We ride the Central Park carousel with a bunch of phonies.

AIDSWALK/RUN

This year I became a runner. I had been an itinerant runner since I was an adolescent. Sometimes I would make a serious effort to maintain some kind of regimen -- ten years earlier, in 1994, I kept it up for several months.

But with one technological advance, I became a committed runner and have never stopped. As previously stated, that device would be The iPod.


For the first time, AIDSWALK included a 5K run, starting at Edgewater Beach. Running a race using the iPod (which I no longer do) gave me some kind of superhuman burst of energy and I broke twenty minutes for the first and possibly last time ever. That included that hill, by the way.

The girl was only a year and half, this was her first race. At first she was excited by all of the runners, starting all at the same time.
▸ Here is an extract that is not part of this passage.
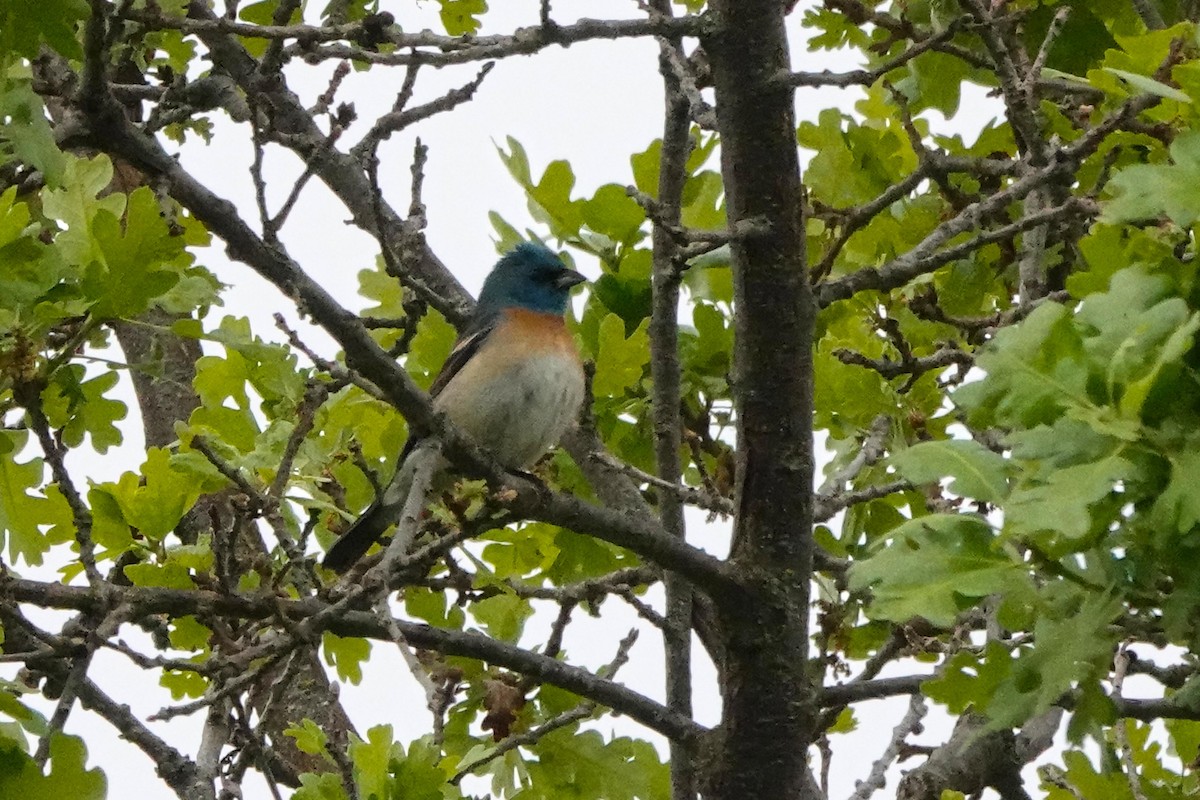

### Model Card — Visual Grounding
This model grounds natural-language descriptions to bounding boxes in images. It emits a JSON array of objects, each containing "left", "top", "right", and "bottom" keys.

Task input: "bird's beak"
[{"left": 554, "top": 270, "right": 587, "bottom": 289}]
But when we just kept going, running, running away and not coming back, and me with them, she started crying.


However, in 19 minutes and so many seconds I was back and when she saw me she smiled and shouted, DADDY RUNS FAST!

Summer's End

This epic summer closed with Calvin G.'s memorial, a glorious event where the extended family came together for a beautiful celebration of memory and music - and someone ripped off our diaper bag, and with it two pair prescription sunglasses, my camera and her wallet. Instead of enjoying the celebration, I was choking down anger, on the phone with the Athens Police Department.

Coupled with a different theft in NYC a month earlier, I fell into a prolonged period of anxiety and fear. How can I care for a little girl when I cannot look after myself?